Quando Kevin foi embora, não conseguiu se arrepender do que havia feito quando ela em uma noite qualquer, disse a ele, depois de muito tempo que o amava.
E então foi só ver Anahi olhar para Alfonso uma única vez que ele soube...Não tinha errado. Sua filha precisava de uma chance de conhecer outra vida. A vida não girava só em torno do Dustin.
Só sentiu a culpa tomar conta de si quando Kevin o procurou no início de maio com todo o dinheiro que ele julgava ter sido usado com sua vida na África.
Aquilo foi um choque porque de alguma forma, a intenção dele não era comprar Kevin, ele não o odiava, só não achava que ele era homem para Anahi. Ele sempre quis algo melhor para sua filha.

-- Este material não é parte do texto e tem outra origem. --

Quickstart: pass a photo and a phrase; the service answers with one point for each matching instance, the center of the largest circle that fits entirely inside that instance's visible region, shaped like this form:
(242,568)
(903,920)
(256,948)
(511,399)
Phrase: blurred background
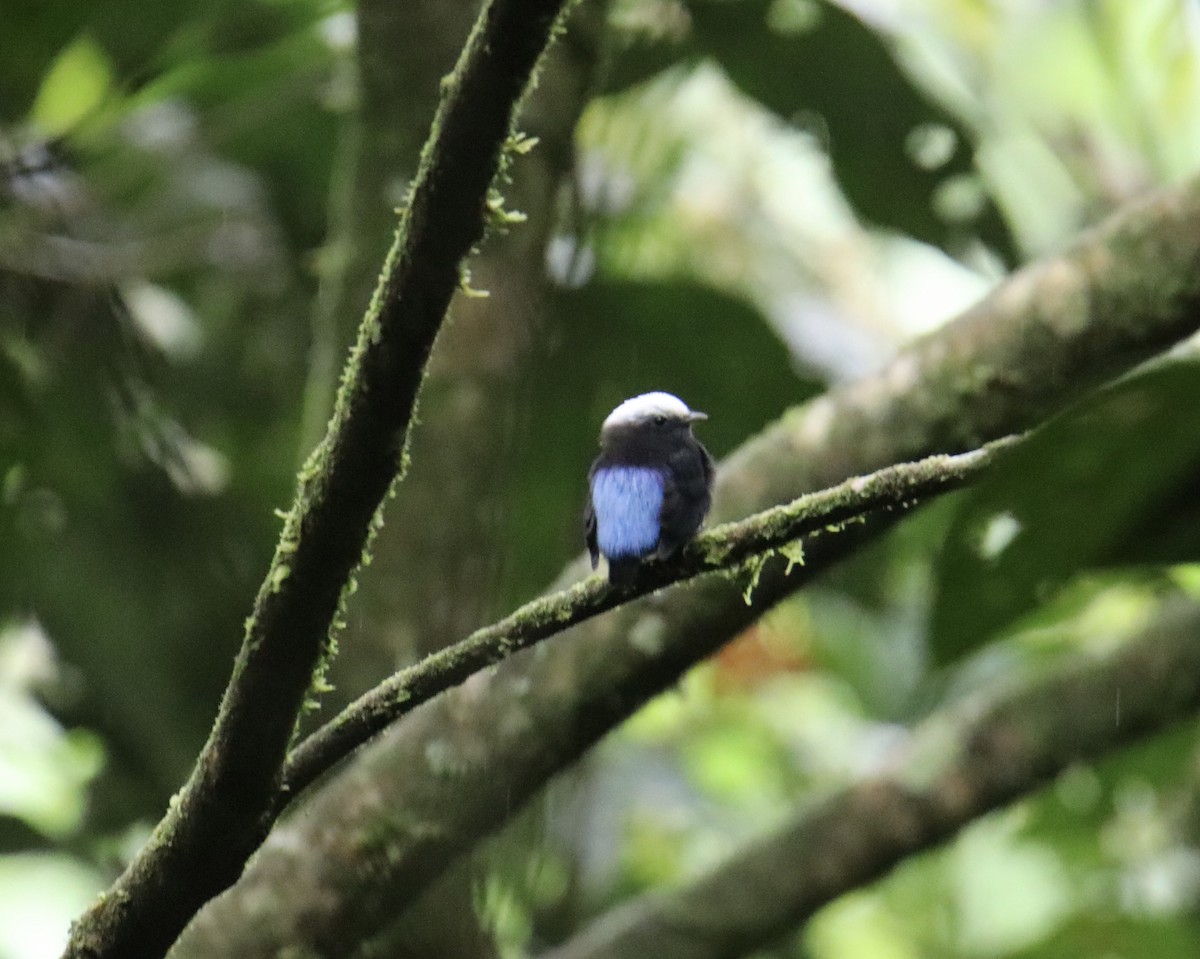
(742,202)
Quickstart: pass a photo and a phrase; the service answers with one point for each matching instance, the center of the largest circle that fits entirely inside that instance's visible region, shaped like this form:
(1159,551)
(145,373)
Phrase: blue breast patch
(627,501)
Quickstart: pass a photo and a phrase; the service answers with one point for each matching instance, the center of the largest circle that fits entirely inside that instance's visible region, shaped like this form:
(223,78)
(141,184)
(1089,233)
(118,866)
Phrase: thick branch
(721,549)
(226,808)
(1059,327)
(852,837)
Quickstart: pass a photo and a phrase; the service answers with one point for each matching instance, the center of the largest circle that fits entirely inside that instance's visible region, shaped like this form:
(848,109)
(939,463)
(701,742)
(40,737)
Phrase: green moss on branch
(229,802)
(724,547)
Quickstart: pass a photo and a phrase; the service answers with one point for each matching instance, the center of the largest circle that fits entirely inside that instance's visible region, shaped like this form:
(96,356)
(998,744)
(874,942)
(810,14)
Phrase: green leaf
(1113,481)
(897,154)
(76,87)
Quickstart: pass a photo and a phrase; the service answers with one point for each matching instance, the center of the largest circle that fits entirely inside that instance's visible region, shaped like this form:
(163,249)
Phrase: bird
(651,486)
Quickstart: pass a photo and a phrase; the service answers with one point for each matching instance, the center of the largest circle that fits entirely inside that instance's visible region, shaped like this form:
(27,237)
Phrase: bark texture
(233,791)
(455,769)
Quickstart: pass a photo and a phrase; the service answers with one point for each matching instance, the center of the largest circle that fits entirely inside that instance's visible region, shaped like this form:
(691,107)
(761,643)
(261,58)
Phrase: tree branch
(984,757)
(226,808)
(1045,335)
(725,547)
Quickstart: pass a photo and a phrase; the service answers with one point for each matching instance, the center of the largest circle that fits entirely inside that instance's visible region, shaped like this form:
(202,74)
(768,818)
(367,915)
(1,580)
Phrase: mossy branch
(725,547)
(228,804)
(960,765)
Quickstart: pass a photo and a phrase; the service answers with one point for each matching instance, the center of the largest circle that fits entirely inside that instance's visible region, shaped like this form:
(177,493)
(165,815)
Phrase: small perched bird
(651,486)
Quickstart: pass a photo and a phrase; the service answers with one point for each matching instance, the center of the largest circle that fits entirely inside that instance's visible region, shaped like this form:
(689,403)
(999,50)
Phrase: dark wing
(589,523)
(687,496)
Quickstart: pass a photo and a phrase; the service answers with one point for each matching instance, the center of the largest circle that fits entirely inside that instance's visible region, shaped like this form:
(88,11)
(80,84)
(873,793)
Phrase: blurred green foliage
(767,197)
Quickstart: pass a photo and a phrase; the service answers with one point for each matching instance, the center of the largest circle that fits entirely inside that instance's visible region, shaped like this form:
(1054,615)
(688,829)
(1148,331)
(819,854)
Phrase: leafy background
(765,198)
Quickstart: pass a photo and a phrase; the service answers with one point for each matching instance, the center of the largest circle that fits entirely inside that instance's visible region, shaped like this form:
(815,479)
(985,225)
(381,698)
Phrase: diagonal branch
(233,786)
(960,766)
(1123,292)
(721,549)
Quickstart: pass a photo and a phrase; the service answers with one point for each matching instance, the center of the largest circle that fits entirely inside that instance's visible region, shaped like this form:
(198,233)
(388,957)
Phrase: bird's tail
(623,571)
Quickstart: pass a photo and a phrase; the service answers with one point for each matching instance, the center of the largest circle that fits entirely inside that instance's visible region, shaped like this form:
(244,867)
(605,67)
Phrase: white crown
(647,407)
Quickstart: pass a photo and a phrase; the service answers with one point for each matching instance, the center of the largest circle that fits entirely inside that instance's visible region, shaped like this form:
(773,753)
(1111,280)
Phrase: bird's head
(649,413)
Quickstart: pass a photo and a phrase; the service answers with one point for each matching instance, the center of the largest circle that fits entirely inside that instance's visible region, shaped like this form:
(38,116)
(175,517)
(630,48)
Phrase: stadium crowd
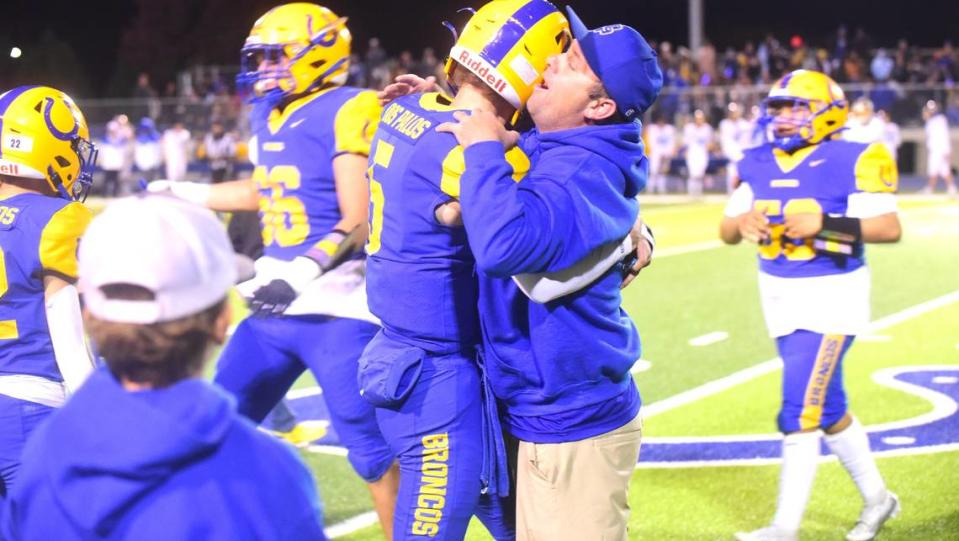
(897,81)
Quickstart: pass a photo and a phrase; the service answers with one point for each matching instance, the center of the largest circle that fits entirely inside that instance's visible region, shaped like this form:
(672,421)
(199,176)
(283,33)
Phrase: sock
(851,446)
(800,459)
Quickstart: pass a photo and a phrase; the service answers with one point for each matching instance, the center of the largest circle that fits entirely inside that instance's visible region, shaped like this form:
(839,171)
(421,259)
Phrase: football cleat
(769,533)
(873,517)
(304,433)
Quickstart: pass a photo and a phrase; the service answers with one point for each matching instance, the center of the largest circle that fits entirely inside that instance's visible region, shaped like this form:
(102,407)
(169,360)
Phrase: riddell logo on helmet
(9,169)
(482,70)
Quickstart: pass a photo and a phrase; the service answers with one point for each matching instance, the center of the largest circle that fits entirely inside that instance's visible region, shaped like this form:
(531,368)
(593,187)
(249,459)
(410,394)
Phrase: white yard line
(687,249)
(910,451)
(761,369)
(351,525)
(709,339)
(293,394)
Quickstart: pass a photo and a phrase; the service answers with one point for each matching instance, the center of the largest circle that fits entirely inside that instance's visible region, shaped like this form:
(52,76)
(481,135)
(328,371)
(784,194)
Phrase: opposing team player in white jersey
(735,134)
(698,138)
(660,149)
(938,149)
(863,126)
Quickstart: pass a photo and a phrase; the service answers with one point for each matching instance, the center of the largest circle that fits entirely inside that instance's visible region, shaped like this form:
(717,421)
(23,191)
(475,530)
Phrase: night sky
(99,46)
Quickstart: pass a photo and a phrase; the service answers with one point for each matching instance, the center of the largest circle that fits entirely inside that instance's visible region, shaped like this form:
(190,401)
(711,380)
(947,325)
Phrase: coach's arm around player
(587,167)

Foi por isso que quando Kevin finalmente o reencontrou depois de sua volta a Seattle que ele disse a única coisa que poderia ter dito.
-Eu nunca quis te comprar rapaz.
-Mas me queria longe de sua filha.
-Ela está feliz, está noiva, vocês não foram feitos um para o outro.
Aquela foi uma cruel verdade que ele se sentiu obrigado a dizer, e depois daquele dia pensou que o assunto estaria encerrado. Até agora.
Anahi estava lhe dando o seu perdão, lhe dando a chance de fechar esse ciclo ruim, e neste caso, ele seria muito tolo se não agarrasse a oportunidade com todas as forças.
-Eu te amo filha. Eu estou aqui pequenina...
Anahi viu naquele momento que ela errava, chegava a ser egoísta por ver só o seu lado, mas que ela amava o pai, seu único pai Enrique Puente, e ela ia precisar passar por cima de muita coisa pela felicidade de sua família.